Morast eines frei drehenden postkolonialen Anti-Imperialismus
Die „Israelkritik“ von Amnesty sagt viel über die NGO und ihre Unterstützer und nichts über den jüdischen Staat aus.
Die schlechte Nachricht für Kommentatoren zuerst: In der unsäglichen Causa Amnesty ist inzwischen fast alles gesagt, und auch nahezu von jedem. Besonders Sascha Lobos punktgenaue Mittwochskolumne im Spiegel hat das Thema final abgehandelt, und auf sie auch nur ein Wort draufzusatteln, hieße eigentlich Eulen nach Athen zu tragen. Vor allem aber hat die plumpe Amnesty-Kampagne mit ihren schon tausendfach vorgebrachten und jedes Mal wieder als wagemutiger Tabubruch in Szene gesetzten Attacken gegen Israel nicht die Gratis-PR verdient, die die vielstimmige Kritik ihr seit Tagen verschafft. Man hat es, um nicht über Gebühr zu pauschalisieren, zumindest in der britischen Zentrale von Amnesty International ganz offensichtlich mit einer Organisation zu tun, die den jüdischen Staat schlicht und ergreifend hasst.
Unter denen, die sich ernsthaft mit der Bekämpfung von Antisemitismus beschäftigen, überrascht das zwar exakt niemanden. Aber es hat sein Gutes, dass als Folge der aktuellen Empörungswelle auch in Deutschland endlich ein blendend helles Schlaglicht auf den antiisraelischen Feldzug im NGO-Sektor fällt. Auch Menschenrechtsorganisationen, die an anderer Stelle sinnvolle Arbeit tun, sind nicht dagegen gefeit, im pseudomoralischen Morast eines frei drehenden postkolonialen Anti-Imperialismus stecken zu bleiben.

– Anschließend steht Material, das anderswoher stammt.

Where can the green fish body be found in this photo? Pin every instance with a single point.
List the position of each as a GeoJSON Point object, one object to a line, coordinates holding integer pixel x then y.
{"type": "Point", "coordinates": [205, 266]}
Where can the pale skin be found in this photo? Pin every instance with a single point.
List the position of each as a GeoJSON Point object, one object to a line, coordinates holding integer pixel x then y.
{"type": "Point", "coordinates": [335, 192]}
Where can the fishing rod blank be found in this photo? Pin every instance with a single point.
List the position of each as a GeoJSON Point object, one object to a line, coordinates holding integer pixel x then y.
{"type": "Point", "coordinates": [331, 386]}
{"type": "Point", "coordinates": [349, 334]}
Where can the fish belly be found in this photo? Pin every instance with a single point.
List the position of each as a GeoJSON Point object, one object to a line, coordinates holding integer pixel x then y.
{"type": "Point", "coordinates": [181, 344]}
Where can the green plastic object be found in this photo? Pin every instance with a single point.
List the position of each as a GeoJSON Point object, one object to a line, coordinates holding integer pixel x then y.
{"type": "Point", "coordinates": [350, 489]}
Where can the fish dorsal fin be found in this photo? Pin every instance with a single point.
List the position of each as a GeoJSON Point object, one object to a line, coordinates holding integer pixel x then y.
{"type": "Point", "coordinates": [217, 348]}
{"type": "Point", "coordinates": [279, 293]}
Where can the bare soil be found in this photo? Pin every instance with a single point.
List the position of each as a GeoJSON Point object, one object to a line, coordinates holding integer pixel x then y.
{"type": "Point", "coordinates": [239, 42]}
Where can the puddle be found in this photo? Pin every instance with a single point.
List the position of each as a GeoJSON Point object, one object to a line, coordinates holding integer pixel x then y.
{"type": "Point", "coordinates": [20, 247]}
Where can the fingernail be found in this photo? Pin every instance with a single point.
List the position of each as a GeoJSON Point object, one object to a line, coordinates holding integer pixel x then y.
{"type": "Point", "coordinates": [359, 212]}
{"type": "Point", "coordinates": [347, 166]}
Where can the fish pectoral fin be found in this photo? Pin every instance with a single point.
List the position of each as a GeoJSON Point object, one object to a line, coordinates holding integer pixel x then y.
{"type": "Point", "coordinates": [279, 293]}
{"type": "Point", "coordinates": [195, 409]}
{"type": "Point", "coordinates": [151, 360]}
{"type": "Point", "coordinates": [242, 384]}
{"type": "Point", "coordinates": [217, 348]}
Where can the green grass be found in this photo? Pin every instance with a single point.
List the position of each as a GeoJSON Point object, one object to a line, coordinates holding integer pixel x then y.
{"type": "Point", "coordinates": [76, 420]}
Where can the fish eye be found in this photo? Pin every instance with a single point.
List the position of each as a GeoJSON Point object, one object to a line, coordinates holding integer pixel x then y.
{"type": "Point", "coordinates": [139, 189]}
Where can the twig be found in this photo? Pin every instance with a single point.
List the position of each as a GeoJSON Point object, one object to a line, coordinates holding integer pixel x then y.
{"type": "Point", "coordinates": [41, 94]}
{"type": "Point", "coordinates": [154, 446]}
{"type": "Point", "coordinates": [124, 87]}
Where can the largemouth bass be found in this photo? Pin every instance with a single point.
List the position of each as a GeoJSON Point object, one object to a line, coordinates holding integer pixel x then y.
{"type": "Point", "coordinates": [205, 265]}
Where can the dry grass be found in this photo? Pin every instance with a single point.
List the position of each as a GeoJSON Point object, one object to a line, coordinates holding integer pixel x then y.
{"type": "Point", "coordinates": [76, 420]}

Das gilt besonders für Amnesty, das mit seiner karikaturhaften Dämonisierung Israels als „Apartheid“-Staat den Bogen überspannt und damit in der deutschen Debatte selbst wohlgesonnene Beobachter verprellt hat. Hierzulande ist die Gesellschaft nach einem Jahrzehnt wüster antiisraelischer Demonstrationen und langer Debatten um die BDS-Kampagne inzwischen offensichtlich stärker für die Existenz von israelbezogenem Judenhass sensibilisiert als eine international tätige Menschenrechtsorganisation wie Amnesty International. Nur so ist zu erklären, dass selbst die Tagesschau AI von der Fahne gegangen ist, dass die Bundesregierung den „Apartheid“-Vorwurf klar zurückwies und dass auch Mitglieder des Bundestages, die anders als die AfD nicht allein durch performativen Nonsens auffallen, ihre Mitgliedschaft bei AI öffentlichkeitswirksam kündigten. Im Grunde begrüßenswert ist, dass die deutsche AI-Sektion es in diesem Umfeld immerhin vorzog, wortreich ihr eigenes Schweigen anzukündigen und den Londoner Bericht nicht weiter zu verbreiten, aber auch hier bleibt Sascha Lobo einschlägig: „Für mich klingt das wie: Für unseren antisemitischen Israelhass seid ihr einfach zu emotional wegen des Holocaust.“ Stand heute (3. Februar) führt auf der deutschen AI-Webseite übrigens ein Klick auf den Bericht direkt und kommentarlos zum englischsprachigen Original.
Es ist in dieser Lage leicht, auf Amnesty einzudreschen, das sich demonstrativ keiner Schuld bewusst ist und in Person seiner Generalsekretärin Agnès Callamard lieber der israelischen Regierung Ablenkungsmanöver vorwirft, als vor der eigenen Tür zu kehren. Würde Bigotterie schreien, wir alle wären längst taub.
Nur muss man kein Politologe oder Völkerrechtler sein, um zu erkennen, dass unter solchem Zirkus vor allem die seriöse Arbeit für Menschenrechte leidet, die es heute mehr denn je bräuchte. Anstatt aber den kostbaren Platz auf der Bühne der öffentlichen Wahrnehmung für wichtige Themen freizuhalten, zettelt AI ohne Not einen sinnlosen Zwist mit der Demokratie Israel an – ob für Klicks und Spenden oder aus finstereren Motiven, sei dahingestellt. Dass Amnesty und andere NGOs solche strategischen Entscheidungen treffen, ist Tatsache, aber für die Freiheit in der Welt ist es kein Gewinn. Anders dagegen für die Politologen und Völkerrechtler, die Psychologen, Soziologen und Historiker der Zukunft, die sich über reichlich Quellenmaterial freuen können. Und wer weiß, vielleicht gelingt ihnen ja die Beantwortung der Frage, an der wir heute scheitern: Was soll das alles, Amnesty?